I was wondering if mine was leaking. I had a black line down from the weep hole but no antifreeze. Did you have to replace the o-ring in the cover or did it stay in tack. Thanks TD
 
Thanks for the info, that is what I was looking for.

Question, Does the drive shaft stay in the case ? You must pull the seal down the impeller shaft and out.

Thanks
 
The shaft stays in the case. If you buy the seals first you will see what I am talking about. The O-ring on the cover should be fine to reuse but it's up to you. A little blue loctite on the impeller bolt doesn't hurt either.
 
I've currently have my 02 sx600r apart because of this problem. What did you use to pull the mechanical seal out? I ended up with the spring pulling out first. Do you get ahold of the metal sleave of the seal? I'm flustered with it at the moment. Thanks for any help.
 
antifreeze leak

i had the same problem last year. had to replace yhe mechanical seal.when you reinstall the impeller and replace that washer , you have to use some kind of glue(yamaha???) and let it cure for 24 hrs before replacing antifreeze.if not it will leak thru impeller shaft and you have wasted time and effort
 
yamie 1,

Where exactly did you put the sealer? The only place I see that it was originally put is on the back side of the mechanical seal cap......the blue stuff. Did you put it somewhere else besides that?

Jon
 
Just yank the spring out first. Then carefully pry on the seal housing lip in the 2 spots where you can get access to it. You may have to drive the lip in a little and grab on it with a pair of dykes if you can. Patiently work at it and it will come out. DO NOT SCRATCH OR DAMAGE THE SEAL BORE OR YOU MAY BE LOOKING FOR A NEW SET OF CASES. As far as sealer or glue I don't put any on the washer or seal. That blue stuff on the seal is loctite sealer. That little rubber washer on the impeller bolt is pretty pricey!
 
Last edited:
Another thing, if you buy the seal first you will see exactly what you need to do. Again DO NOT TOUCH THE SEALING SURFACES AND PUT THEM TOGETHER DRY.
 
Would you replace the seal that is just after the weep hole and before the retainer clip as well? or just replace the mechanical seal and impeller nut seal?

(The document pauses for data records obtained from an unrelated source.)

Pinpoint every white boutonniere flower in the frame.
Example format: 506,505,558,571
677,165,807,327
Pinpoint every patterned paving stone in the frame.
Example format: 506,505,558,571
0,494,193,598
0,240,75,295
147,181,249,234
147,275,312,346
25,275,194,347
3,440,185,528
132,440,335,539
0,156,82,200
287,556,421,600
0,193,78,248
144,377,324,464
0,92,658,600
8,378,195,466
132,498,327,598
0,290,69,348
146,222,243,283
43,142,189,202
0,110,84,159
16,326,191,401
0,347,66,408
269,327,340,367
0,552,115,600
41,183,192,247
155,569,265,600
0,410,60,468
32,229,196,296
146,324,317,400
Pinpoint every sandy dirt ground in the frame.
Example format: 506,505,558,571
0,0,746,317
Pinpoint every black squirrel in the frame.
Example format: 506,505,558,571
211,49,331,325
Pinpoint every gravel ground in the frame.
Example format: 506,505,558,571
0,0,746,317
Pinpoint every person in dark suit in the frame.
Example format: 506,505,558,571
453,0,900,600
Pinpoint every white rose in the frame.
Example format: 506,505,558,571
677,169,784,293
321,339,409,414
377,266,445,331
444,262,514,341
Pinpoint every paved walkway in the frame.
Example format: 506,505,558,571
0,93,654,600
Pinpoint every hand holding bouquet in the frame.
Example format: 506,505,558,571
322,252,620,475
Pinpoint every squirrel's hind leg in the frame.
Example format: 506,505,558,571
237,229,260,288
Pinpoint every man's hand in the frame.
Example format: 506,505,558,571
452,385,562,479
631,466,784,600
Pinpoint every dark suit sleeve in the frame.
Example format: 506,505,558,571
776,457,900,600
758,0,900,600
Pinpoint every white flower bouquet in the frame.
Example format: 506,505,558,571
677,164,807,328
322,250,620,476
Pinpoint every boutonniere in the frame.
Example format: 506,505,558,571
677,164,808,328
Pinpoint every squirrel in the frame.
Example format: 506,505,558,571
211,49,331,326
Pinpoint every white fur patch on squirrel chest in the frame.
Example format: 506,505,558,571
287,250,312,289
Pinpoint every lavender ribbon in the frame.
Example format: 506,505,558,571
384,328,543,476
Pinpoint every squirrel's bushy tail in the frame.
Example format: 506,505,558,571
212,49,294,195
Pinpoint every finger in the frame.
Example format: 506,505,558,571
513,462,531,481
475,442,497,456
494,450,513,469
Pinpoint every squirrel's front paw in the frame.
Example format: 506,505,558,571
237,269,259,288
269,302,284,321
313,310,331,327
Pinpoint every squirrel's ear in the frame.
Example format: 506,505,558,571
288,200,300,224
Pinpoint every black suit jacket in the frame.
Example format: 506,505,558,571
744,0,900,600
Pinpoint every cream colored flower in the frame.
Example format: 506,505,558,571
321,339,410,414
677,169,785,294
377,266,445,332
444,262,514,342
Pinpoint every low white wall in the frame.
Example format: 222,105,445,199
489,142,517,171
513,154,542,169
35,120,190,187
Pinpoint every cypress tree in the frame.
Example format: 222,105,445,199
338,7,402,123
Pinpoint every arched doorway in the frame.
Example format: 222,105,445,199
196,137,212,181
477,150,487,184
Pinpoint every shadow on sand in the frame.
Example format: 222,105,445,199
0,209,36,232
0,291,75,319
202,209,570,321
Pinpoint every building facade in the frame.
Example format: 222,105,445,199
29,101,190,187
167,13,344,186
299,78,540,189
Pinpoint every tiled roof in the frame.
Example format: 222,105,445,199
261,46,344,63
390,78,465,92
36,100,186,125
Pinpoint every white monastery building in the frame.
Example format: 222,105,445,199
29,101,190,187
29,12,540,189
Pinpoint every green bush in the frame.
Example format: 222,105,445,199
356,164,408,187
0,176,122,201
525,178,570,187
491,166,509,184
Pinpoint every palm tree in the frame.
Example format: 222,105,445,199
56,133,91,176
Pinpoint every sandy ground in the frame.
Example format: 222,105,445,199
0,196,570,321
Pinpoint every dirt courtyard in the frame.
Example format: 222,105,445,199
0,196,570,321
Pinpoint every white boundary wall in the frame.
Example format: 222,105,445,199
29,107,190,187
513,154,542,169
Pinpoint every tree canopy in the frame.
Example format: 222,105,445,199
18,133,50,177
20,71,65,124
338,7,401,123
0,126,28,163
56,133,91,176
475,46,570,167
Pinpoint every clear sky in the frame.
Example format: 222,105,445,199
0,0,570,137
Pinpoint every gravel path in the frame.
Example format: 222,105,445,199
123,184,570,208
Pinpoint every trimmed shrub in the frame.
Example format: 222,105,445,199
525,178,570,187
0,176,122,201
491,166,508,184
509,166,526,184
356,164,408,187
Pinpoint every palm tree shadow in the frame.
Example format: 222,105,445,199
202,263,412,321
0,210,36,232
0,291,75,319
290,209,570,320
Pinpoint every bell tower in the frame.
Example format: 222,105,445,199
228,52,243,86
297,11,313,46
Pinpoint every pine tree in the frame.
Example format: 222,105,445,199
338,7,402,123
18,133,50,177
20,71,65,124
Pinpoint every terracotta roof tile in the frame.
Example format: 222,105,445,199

(finally got the metal cap of the mechanical seal out...pain in the @#!@)
 
Unfortunately, I scuffed the edge of the lip a bit. Looking closely, it really doesn't go any deeper than the two beveled edges on the case meant for prying that booger out of there. Hopefully (fingers crossed), it won't cause any problems when put back together. Wow, that thing was a monster to get out.

Speedracer, you're saying you didn't use any sealer whatsoever? No blue stuff to replace the old blue stuff? Nothing on the nut/washer?

yamajake, I'm also replacing the oil seal you're referring to. I figured since I'm in there, I might as well do that one too.

Man, this project (without taking the engine off) is tougher than expected.

Jon
 
ecopter,
from reading the posts, I new there would be difficulty in it. I just couldn't see swallowing the dealer cost of $315 for the repair when the parts are so inexpensive.

When you pulled that last seal before the circlip, did oil from the crankcase come out? I've heard there is 7oz of oil behind it. I read a post to start the sled once repairs are complete and hold the oil pump wide open while sled is at idle for several minutes. Should fill that 7oz spot back up.
 
That blue stuff your talking about is already on the new seal. Don't add anything else. I also wouldn't put anthing on the seal washer under the impeller bolt. I don't see where it is needed. Also don't put any type of sealer on the seal that goes in the back of the impeller, put together dry. I would put some blue loctite on the impeller bolt for added protection. I don't think any scuffs or marks on the beveled portion only will hurt anything.
 
I think that someone should write up a how to with pictures for this since so many people have to fix it. I haven't deceided if I'm going to fix mine or if I'm going to take it to the dealer to fix it.

How hard is it to replace the seals without taking the motor out?